Serial divorced persons have an added benefit, namely that they can choose which ex’s social security spousal or survivor’s benefit account they want to draw on, if higher than their own account, and they can even draw on one, and then if another ex dies later, offering a higher survivor benefit, they can switch.
In other words, the simple fact that a benefit — like file-and-suspend — is available to some Social Security beneficiaries and not to others is hardly a justification for eliminating it.
There are several threats inherent in this latest rule change.

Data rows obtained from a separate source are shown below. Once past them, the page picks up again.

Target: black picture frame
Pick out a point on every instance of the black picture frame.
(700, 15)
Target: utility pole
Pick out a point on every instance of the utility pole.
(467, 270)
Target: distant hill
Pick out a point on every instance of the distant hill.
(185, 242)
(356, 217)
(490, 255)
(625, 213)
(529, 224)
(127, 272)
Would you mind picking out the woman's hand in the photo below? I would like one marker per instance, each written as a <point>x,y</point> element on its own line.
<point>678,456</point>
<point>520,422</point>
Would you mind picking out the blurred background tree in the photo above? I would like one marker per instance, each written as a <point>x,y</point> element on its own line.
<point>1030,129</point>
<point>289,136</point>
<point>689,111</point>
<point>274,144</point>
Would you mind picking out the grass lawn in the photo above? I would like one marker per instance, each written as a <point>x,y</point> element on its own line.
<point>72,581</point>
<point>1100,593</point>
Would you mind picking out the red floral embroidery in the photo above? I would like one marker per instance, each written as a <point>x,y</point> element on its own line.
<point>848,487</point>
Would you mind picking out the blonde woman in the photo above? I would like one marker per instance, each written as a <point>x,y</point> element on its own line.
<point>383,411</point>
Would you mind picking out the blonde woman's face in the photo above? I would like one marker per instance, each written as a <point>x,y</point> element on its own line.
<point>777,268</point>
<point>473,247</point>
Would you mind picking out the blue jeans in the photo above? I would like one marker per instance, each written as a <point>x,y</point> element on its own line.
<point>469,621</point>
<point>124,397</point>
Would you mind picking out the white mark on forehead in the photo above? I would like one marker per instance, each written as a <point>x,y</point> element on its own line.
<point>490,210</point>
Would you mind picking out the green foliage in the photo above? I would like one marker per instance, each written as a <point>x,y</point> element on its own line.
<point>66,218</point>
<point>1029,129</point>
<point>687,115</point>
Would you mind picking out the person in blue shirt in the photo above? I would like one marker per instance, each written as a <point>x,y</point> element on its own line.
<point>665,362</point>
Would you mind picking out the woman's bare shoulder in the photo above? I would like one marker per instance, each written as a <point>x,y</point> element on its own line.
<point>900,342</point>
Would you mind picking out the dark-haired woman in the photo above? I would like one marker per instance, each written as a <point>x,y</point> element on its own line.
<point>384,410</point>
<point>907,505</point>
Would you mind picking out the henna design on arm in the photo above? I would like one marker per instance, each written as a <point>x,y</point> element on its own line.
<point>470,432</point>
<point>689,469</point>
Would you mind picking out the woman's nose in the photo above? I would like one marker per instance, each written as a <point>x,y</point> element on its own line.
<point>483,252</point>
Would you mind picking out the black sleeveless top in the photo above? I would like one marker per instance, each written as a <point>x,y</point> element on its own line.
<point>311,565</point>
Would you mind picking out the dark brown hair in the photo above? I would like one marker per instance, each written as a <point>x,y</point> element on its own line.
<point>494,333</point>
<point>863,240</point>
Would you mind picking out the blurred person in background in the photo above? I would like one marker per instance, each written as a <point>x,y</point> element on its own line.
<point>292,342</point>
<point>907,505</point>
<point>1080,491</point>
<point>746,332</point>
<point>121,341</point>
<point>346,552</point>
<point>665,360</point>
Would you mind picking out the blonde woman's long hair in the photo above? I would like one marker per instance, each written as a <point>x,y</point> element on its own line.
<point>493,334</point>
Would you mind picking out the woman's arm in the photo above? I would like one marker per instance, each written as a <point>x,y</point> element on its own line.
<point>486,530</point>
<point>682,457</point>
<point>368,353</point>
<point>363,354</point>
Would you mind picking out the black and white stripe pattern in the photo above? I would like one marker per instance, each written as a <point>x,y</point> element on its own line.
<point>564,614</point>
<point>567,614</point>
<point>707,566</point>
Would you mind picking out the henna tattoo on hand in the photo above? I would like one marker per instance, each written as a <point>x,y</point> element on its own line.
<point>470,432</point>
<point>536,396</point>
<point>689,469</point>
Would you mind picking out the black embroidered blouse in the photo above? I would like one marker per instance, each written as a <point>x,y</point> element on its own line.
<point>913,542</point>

The first is that it sets a precedent of taking away a long-standing benefit that is significantly helping many Social Security recipients right now to get by, and even more important, to hold off on pulling the trigger on collecting their own Social Security benefits.
Secondly, it sets a precedent of Democrats, who claim to want to support the majority public desire for expanded, not reduced Social Security benefits, instead caving in and supporting cuts in benefits in the face of determined efforts by Republicans to undermine and gut this most popular of New Deal programs.
Not ‘Feeling the Bern” on this Issue
The silence from supposedly progressive Democrats is deafening. Even Democratic presidential aspirant Sen. Bernie Sanders, who has been hammering the podium in the Senate and on the stump calling for expanding of Social Security benefits, not cuts in the program, has uttered not a word of criticism of this deceptive rule change, though it is a clear cut in program benefits.
I have made five attempts — one last week, and four this week — to his Senate press office asking for Sanders’ position on the elimination of the file-and-suspend strategy, and have received no response, even to say there is no comment. I would say that the deafening silence from the founder of the Senate’s supposed “Defend Social Security Caucus,” says it all in terms of his purported commitment to protecting the nation’s retirement scheme from attack.
So much for progressives defending Social Security from the corporatist horde in Congress (and the White House) seeking to weaken and ultimately destroy the program.
It would appear that only a militant mass movement in the streets is going to put a stop to this death by a thousand cuts.
Full disclosure: As a 66 year old, I have been expecting to, and ultimately will be able to take advantage of the file-and-suspend strategy, since I will be able to implement it this January, and the actual elimination or File-and-Suspend spousal benefits will only take effect on April 1, when the new Budget Law takes effect.